Die Villa rustica von Walldorf war ein großes römerzeitliches Landgut, möglicherweise eine kaiserliche Domäne, auf dem Gebiet der heutigen Stadt Walldorf im Rhein-Neckar-Kreis des Landes Baden-Württemberg.

Lage

Topographisch befand sich das Anwesen am Rande der Oberrheinebene nahe einem in diese hineinragenden, durch glaziale Anwehungen entstandenen Ausläufer des Vorgebirges des Kraichgaus. Der Platz war vermutlich frei von Hochwassern und wurde durch einen künstlichen, vom Leimbach herangeführten Frischwasserkanal sowie durch Brunnen über hinreichend Trink- und Brauchwasser versorgt. Über einen weiteren, Transportzwecken dienenden Kanal war das Landgut mit dem Vicus von Wiesloch verbunden. Im modernen siedlungs- und verkehrsgeographischen Bild befindet sich das heutige Bodendenkmal südlich außerhalb der Stadt Walldorf am Rande eines Gewerbegebietes. An der Einmündung der Dietmar-Hopp-Allee in die Landstraße 723 sind restaurierte Mauerzüge im Gelände sichtbar gemacht und mit Infotafeln versehen worden.

Die archäologischen Ausgrabungen des Anwesens waren durch intensive Bautätigkeiten erforderlich geworden, durch die der Bestand des Gebäudekomplexes bedroht war. Die Baumaßnahmen bestanden in der Verlegung der Bundesstraße 39 und der Erschließung eines Neubaugebietes in dem Walldorfer Gewerbeareal. Die Ausgrabungen wurden in zwei Kampagnen in den Jahren 1995 und 2001/2002 von der Archäologische Denkmalpflege des Landesdenkmalamtes Baden-Württemberg unter der Leitung von Britta Rabold durchgeführt.

Archäologische Befunde

Dabei wurde auf einer Fläche von insgesamt rund vier Hektar eine weitläufige, leicht trapezoidförmige, mit einer Umfassungsmauer eingefriedete, sich von Nordost nach Südwest erstreckende Anlage identifiziert.
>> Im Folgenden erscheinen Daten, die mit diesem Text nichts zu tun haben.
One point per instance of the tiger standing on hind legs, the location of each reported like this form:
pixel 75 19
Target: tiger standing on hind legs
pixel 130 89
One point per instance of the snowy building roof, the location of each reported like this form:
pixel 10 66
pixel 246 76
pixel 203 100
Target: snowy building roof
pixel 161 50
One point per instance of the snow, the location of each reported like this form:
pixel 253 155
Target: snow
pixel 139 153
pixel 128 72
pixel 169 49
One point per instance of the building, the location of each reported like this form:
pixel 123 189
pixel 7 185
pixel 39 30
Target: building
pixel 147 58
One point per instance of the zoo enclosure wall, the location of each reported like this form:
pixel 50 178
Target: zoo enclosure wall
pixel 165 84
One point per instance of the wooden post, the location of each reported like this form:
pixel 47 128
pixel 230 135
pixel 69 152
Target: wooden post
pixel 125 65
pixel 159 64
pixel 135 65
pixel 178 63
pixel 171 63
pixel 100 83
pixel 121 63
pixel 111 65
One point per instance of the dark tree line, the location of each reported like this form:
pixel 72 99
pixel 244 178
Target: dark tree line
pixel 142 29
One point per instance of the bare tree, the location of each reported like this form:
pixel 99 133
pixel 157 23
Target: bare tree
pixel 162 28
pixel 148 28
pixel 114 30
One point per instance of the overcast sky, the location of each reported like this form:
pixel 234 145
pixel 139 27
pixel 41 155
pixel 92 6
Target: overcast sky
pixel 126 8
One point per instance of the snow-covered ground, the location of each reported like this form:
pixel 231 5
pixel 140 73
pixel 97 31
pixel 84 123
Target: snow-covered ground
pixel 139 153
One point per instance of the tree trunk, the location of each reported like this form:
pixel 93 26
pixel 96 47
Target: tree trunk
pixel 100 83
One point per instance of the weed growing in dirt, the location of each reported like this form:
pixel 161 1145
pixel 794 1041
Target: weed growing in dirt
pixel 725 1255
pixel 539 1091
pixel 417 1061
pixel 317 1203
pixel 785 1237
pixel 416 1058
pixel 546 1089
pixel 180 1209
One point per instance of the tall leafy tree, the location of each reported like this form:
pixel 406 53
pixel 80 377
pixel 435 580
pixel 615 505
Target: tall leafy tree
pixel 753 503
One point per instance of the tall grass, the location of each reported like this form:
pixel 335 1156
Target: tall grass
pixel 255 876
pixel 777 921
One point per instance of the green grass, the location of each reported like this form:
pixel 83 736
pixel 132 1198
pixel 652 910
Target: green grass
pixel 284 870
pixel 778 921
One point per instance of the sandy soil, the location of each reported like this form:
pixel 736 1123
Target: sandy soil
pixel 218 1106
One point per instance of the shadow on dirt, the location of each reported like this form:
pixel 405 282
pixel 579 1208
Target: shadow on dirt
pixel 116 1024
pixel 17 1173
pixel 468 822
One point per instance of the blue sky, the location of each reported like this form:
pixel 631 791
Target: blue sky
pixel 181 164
Innerhalb der Einfriedung ließen sich insgesamt 16 Gebäude aus zwei unterschiedlicher Bauphasen vollständig oder teilweise feststellen und voneinander differenzieren, wobei sich die generelle geographische Ausrichtung zwischen der Holz- und der Steinbauphase geringfügig änderte. Die Einfriedung selbst war vermutlich ebenfalls zweiphasig, wofür ein auf 80 Meter Länge nachvollziehbares Gräbchen neben der Südwestmauer spricht, das möglicherweise den Verlauf eines älteren Holzzaunes markiert. Innerhalb der Umfriedung konnten verschiedene Wege identifiziert werden, deren einer unmittelbar auf das Hauptgebäude zulief. Ein weiteres Wegstück befand sich an einem Durchlass an der Nordwestmauer, wo gleichzeitig ein kleineres Steinhaus (Gebäude 14) unmittelbar an die Mauer angesetzt worden war. Dieses Gebäude wurde daher als mögliches Pförtnerhäuschen interpretiert.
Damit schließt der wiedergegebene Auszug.